Police were summoned to a church in Lisbon after a band of traditionalist Catholics picketed an LGBT Mass celebrated to welcome homosexual and transgender pilgrims at World Youth Day in Portugal.
Carrying crucifixes and rosaries, a dozen traditionalist Catholic youth entered the Church of Our Lady of the Incarnation in Ameixoeira on Thursday around 3 p.m., chanting a "prayer of reparation" for the "mortal sins" that result from "an LGBT ideology in the Catholic Church."
Priest Calls Cops
"The protestors began praying the Rosary in Latin before the Mass could begin," one of the priests concelebrating the Eucharist observed.
The presiding priest immediately called the police, who arrived within minutes and ordered the traditionalists to leave.
Several protestors refused to leave and continued to raise their voices outside the church when they were forced out.
The LGBT Mass was scheduled to be celebrated at the Convent of São Domingo, but the location was changed, as threats had been circulating on the internet for several days, Ann Carvalho, the organizer of the service told Portuguese media.
"The police were in fact very quick from the moment they were warned. We stopped the Eucharist and waited for the group to leave," Carvalho said. "It was relatively quiet. There was some resistance from a couple of individuals, but the police did well."
Trangender Flag Protestor
In another incident, WYD participants confronted a pro-trans Catholic
defiantly waving a transgender flag at the opening Mass at Edward VII
Park while pilgrims from around the world were parading the flags of the
countries they represent.
When asked to stop waving his flag, the pro-trans pilgrim protested, "I'm representing my people, just like everyone else, with my flag. God loves everyone, right?"
"This is for everyone. This is for the youth. I was let in by the police. I can be here, and I can do this," he insisted. "Are you [the] organizers?" he asked.
When the youth told him they weren't representing the organizers, the protestor shouted, "Then go f*** yourself."
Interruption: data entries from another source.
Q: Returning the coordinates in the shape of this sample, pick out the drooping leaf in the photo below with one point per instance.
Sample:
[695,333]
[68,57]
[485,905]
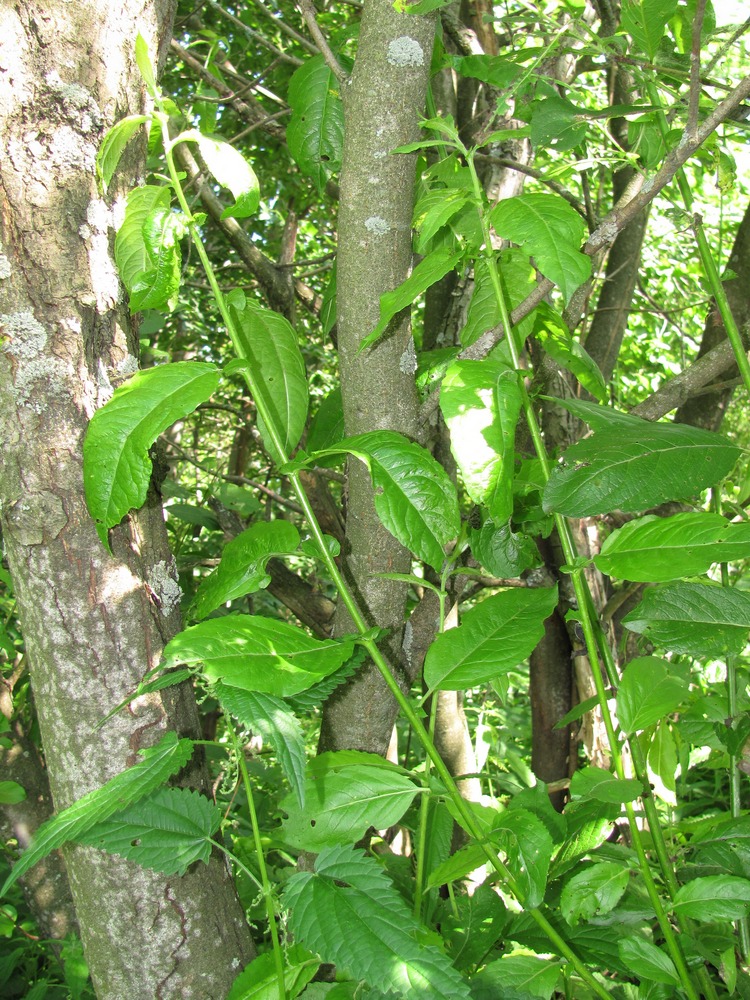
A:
[650,689]
[344,796]
[132,255]
[315,133]
[259,981]
[527,846]
[414,497]
[480,401]
[550,230]
[657,549]
[231,170]
[157,765]
[647,961]
[166,831]
[276,723]
[429,270]
[269,345]
[519,976]
[113,144]
[693,618]
[713,898]
[257,654]
[242,569]
[348,913]
[117,467]
[493,637]
[555,337]
[631,467]
[502,551]
[595,890]
[645,21]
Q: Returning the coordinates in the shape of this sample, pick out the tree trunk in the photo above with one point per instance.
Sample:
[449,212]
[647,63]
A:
[94,623]
[382,104]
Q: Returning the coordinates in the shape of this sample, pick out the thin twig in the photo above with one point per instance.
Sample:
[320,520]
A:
[308,13]
[695,69]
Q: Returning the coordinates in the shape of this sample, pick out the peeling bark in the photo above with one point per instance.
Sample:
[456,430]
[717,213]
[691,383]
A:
[94,623]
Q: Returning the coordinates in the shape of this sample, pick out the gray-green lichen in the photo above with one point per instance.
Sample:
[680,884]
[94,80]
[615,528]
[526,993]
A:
[405,51]
[376,225]
[166,589]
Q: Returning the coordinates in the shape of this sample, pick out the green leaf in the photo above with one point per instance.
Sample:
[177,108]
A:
[259,981]
[117,467]
[520,976]
[231,170]
[527,846]
[595,890]
[345,794]
[113,144]
[662,755]
[242,569]
[132,256]
[657,549]
[503,552]
[269,344]
[647,961]
[713,898]
[158,764]
[315,133]
[550,230]
[650,689]
[645,21]
[429,270]
[557,124]
[414,497]
[632,467]
[166,831]
[555,337]
[348,913]
[258,654]
[11,793]
[494,637]
[277,725]
[434,209]
[480,401]
[693,618]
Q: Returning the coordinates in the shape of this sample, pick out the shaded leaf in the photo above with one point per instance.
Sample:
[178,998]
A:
[346,794]
[269,345]
[693,618]
[550,230]
[414,497]
[276,723]
[379,944]
[650,689]
[242,569]
[158,764]
[315,133]
[117,466]
[257,654]
[493,637]
[166,831]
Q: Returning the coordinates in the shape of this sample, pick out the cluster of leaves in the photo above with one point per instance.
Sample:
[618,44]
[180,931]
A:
[267,673]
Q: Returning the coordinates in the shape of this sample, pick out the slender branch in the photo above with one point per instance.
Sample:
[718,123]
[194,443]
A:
[695,68]
[308,13]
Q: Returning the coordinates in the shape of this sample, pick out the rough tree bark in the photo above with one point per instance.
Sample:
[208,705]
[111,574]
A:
[94,624]
[382,104]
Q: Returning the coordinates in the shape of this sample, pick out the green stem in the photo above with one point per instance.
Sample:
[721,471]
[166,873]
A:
[278,953]
[467,817]
[708,263]
[583,598]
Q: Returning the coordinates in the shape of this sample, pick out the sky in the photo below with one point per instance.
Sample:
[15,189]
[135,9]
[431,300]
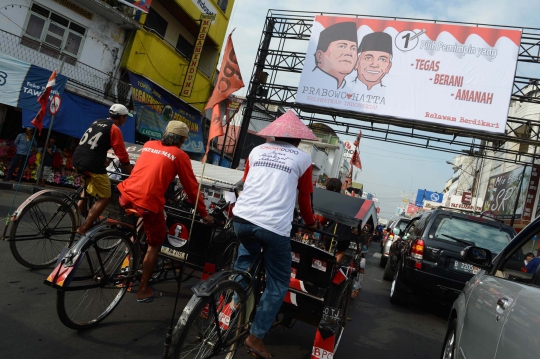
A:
[388,169]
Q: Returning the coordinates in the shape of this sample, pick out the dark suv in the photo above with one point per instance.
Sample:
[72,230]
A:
[427,258]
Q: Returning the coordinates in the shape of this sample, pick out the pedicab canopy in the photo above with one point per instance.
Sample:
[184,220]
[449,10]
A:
[350,211]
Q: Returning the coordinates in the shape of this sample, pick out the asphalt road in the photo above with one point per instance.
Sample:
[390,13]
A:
[30,328]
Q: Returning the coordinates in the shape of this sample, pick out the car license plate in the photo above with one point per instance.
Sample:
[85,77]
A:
[464,267]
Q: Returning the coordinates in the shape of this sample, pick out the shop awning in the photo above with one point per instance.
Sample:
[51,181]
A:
[76,114]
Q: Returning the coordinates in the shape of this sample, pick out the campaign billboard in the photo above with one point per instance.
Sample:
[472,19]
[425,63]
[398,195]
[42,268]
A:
[502,191]
[423,195]
[444,74]
[156,107]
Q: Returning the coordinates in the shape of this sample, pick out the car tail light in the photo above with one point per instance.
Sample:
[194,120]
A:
[418,252]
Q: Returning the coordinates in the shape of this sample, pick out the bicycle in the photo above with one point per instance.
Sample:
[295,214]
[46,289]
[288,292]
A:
[92,277]
[43,225]
[208,327]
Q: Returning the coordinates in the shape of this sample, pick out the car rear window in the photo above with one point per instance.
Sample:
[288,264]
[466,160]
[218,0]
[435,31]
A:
[401,225]
[477,233]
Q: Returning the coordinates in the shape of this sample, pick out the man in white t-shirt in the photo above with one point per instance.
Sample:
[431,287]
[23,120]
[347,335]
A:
[274,173]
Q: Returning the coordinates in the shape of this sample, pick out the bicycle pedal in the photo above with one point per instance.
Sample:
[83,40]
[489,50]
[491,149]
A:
[253,353]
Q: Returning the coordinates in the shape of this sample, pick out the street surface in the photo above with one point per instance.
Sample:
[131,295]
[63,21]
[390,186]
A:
[31,329]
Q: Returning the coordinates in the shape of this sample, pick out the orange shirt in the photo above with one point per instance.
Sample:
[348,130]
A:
[154,171]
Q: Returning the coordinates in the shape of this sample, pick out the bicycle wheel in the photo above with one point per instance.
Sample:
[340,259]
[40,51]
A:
[40,232]
[97,285]
[207,325]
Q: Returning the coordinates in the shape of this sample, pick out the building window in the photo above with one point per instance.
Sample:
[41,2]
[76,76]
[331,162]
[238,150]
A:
[223,4]
[155,22]
[53,34]
[184,47]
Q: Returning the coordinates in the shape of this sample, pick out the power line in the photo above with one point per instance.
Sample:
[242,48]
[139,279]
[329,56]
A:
[401,158]
[380,149]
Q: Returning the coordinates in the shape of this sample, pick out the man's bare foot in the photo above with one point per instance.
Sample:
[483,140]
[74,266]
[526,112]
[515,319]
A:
[257,345]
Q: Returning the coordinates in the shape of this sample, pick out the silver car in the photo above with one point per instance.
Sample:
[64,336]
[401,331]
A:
[497,315]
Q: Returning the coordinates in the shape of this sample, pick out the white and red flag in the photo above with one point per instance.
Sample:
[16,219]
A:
[43,100]
[355,159]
The incident was caught on video and went viral later that evening, raising criticisms of "transphobia" from pro-LGBT activists.
Pro-LGBT Events
Meanwhile, Ann Carvalho's Arco Íris Center, a pro-LGBT campaign group, is hosting at the Casa da Cidadania do Lumiar in Lisbon multiple events for Catholic youth who claim to identify as homosexual, transgender or non-binary.
The Arco Íris Center has set up an operation base for WYD just a couple of hundred meters from the church where Maria José Vilaça, president of the Association of Catholic Psychologists, offered reparative therapy for Catholics with same-sex attraction.
On Wednesday, the pansexual activist organization hosted homosexualist Jesuit Fr. James Martin.
Father James Alison, a homosexual former Dominican who maintains he has not been laicized even though his "current canonical status is anomalous," spoke at the center on Thursday.
Gay Iconography of Jesus
On Friday, the Arco Íris Center will screen a documentary film containing homosexual iconography of Jesus.
The film Wonderfully Made features interviews with Fr. James Martin and the openly gay Fr. Bryan Massingale.
Film director Yuval David, a Jew "married" to his Catholic "husband," says he noticed the absence of LGBT portrayals of Jesus in Catholicism — a faith where icons play a significant part.
"I myself am Jewish but my husband is Catholic, and he expressed to me feelings of there not necessarily being a place for him in the same way as there was a place for straight people," David told AMNY news.
"When you look at the gospels," Fr. James Martin says in the film, "you see that Jesus reached out specifically to people who are on the margins."
"And so, I think if Jesus were here today, in the flesh, on earth, he would be going first to LGBT people. For Jesus, there is no us and them. There's just us," Martin stresses.
The film emphasizes that homosexual clergy are not responsible for the sex abuse crisis engulfing the Church, Church Militant reported.
Carvalho noted that Pope Francis had called for radical inclusion in his homily during the Eucharist at Edward VII Park.
"In the Church, there is room for everyone; no one is superfluous. Jesus says it clearly," Francis emphasized while preaching on a text from the Gospel of St. Luke. "God loves us. He loves us as we are, not as we would like to be or as society would like us to be."